# Crypt striolata's nature habitat in Borneo



## junglemike (Aug 3, 2007)

Hi all, sharing some pictures taken last week.

A river near Sarawak-Kalimantan border:










_Cryptocoryne striolata_:










Close-up (shoot it near water surface):










_Crypt striolata_ is a species of aquatic aroid only found in Borneo island:










Beautiful water plants in the stream!










more pix of _Crypt. striolata_










_Barclaya motleyi_ (hill stream form) - close-related to water lily also found here:


----------



## Cavan Allen (Jul 22, 2004)

Thanks for sharing! Those are some great pictures. I wish I could be there!

Have you any experience with the _C. striolata_ or _Barclaya_ in aquariums?


----------



## Tex Gal (Nov 1, 2007)

After joining this forum, I never look at another fresh water pond, lake, stream, etc the way I used to .....


----------



## junglemike (Aug 3, 2007)

Cavan Allen said:


> Thanks for sharing! Those are some great pictures. I wish I could be there!
> 
> Have you any experience with the _C. striolata_ or _Barclaya_ in aquariums?


Yup, they are easy to grow in the aquarium.


----------



## Yoong (Nov 26, 2007)

junglemike said:


> Yup, they are easy to grow in the aquarium.


Mike
Nice pictures.

I tried growing strolata submerge but failed. Don't find them easy to keep submerge aquarium. Don't mine sharing your secret.

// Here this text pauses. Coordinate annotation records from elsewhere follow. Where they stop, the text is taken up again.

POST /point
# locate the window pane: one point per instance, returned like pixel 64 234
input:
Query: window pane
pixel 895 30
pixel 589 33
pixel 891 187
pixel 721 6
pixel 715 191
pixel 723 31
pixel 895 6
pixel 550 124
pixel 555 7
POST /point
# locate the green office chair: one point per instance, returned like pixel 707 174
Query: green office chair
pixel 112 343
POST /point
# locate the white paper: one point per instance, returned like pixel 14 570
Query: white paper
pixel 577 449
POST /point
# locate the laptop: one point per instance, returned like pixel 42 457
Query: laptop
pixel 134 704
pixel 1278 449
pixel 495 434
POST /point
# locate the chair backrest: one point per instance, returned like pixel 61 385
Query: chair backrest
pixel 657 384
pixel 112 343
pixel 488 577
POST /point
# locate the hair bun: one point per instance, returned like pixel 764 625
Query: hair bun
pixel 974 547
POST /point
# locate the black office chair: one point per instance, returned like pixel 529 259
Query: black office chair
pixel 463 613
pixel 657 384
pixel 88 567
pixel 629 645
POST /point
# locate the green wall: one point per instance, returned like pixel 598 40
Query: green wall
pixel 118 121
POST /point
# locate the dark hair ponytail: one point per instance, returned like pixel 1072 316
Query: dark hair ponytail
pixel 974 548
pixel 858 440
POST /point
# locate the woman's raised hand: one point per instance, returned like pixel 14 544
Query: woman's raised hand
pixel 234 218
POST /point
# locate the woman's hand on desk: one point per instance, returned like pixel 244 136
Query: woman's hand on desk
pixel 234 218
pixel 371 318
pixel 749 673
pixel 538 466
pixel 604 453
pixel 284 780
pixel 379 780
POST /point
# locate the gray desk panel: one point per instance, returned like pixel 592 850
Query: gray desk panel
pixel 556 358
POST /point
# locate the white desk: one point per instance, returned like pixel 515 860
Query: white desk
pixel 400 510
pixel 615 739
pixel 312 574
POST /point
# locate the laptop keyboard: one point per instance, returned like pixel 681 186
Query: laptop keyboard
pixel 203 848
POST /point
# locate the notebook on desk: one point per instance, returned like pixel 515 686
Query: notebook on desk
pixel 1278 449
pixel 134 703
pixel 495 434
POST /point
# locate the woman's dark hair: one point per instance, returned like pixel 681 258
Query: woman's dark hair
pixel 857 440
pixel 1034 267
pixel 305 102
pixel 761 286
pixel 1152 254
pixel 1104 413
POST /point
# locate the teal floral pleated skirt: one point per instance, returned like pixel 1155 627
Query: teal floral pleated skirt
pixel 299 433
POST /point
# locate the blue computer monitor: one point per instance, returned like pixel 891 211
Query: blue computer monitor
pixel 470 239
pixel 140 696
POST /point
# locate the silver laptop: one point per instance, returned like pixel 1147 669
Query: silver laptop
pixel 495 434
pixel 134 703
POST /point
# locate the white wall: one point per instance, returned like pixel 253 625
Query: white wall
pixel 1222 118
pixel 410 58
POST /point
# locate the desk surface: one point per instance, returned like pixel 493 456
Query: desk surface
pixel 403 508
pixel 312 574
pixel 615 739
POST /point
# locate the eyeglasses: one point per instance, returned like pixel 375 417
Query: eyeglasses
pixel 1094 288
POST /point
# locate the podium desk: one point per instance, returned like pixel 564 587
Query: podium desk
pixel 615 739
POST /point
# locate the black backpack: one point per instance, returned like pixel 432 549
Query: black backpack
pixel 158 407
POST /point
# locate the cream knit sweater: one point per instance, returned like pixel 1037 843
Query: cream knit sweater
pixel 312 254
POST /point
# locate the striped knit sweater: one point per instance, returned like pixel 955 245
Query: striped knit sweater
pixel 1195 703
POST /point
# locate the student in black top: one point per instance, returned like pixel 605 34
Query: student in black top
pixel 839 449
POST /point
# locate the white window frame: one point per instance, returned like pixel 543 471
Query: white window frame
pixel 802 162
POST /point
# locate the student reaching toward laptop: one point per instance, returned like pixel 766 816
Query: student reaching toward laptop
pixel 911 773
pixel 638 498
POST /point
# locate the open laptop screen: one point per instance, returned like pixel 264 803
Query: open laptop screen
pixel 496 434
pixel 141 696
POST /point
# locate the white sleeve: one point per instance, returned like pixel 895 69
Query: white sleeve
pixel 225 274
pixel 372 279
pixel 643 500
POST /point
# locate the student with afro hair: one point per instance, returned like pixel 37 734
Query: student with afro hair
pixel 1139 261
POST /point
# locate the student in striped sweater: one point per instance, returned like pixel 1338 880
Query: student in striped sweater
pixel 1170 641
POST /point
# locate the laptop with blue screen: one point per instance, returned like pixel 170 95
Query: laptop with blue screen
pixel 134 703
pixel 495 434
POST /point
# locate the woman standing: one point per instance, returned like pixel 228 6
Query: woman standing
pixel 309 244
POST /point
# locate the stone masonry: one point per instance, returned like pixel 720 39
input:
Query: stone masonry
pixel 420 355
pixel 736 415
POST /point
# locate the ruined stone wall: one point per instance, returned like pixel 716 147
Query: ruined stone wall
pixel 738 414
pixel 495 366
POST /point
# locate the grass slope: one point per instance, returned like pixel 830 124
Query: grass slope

Keeping emerge on the other hand is quite easy.

Yoong


----------



## rs79 (Dec 7, 2004)

I've heard the "secret" of growing striolata submersed is good water movemet. Looking at the terra typica here that seems to make sense.

CO2 would probably help a lot, too. Or flourish excel.


----------



## Cavan Allen (Jul 22, 2004)

Can you tell us anything about the water chemistry and so on, Mike?


----------



## Kai Witte (Jan 30, 2006)

Hello Mike,

Thanks a lot for the continuing stream of all your nice pics!

Have you ever seen a flower of Barclaya inhabiting hillstreams? I'd love to see more Barclaya populations and their habitats!


----------



## Kai Witte (Jan 30, 2006)

> Can you tell us anything about the water chemistry and so on, Mike?


Hello Cavan,

This crypt usually inhabits smaller hillstreams: In Sarawak their water chemistry is most often pretty much indentical with pure rainwater: 10 uS/cm is a quite typical figure - spit in a bucket of distilled water and you're ready to go! 

However, a few striolata populations have also been found in water with low but measurable hardness and slightly alkaline pH. For submersed culture make sure that there is a little of CO2 available and some current also helps in my experience. Still, this is a slowly growing species and you need to keep growth of algae at bay for success in submersed culture!


----------



## junglemike (Aug 3, 2007)

Yoong said:


> Mike
> Nice pictures.
> 
> I tried growing strolata submerge but failed. Don't find them easy to keep submerge aquarium. Don't mine sharing your secret.
> ...


Emersed one is doing better than submerged one. Key is it like water movement..


----------



## junglemike (Aug 3, 2007)

Cavan Allen said:


> Can you tell us anything about the water chemistry and so on, Mike?


I didn't measure. water is a little bit soft, probably water ph is between 6.5 to 7.0, water is cool, got movement, sandy substrate.


----------



## junglemike (Aug 3, 2007)

Kai Witte said:


> Hello Mike,
> 
> Thanks a lot for the continuing stream of all your nice pics!
> 
> Have you ever seen a flower of Barclaya inhabiting hillstreams? I'd love to see more Barclaya populations and their habitats!


I have seen it but I didn't photograph cos to me it is very common plant...like weed.


----------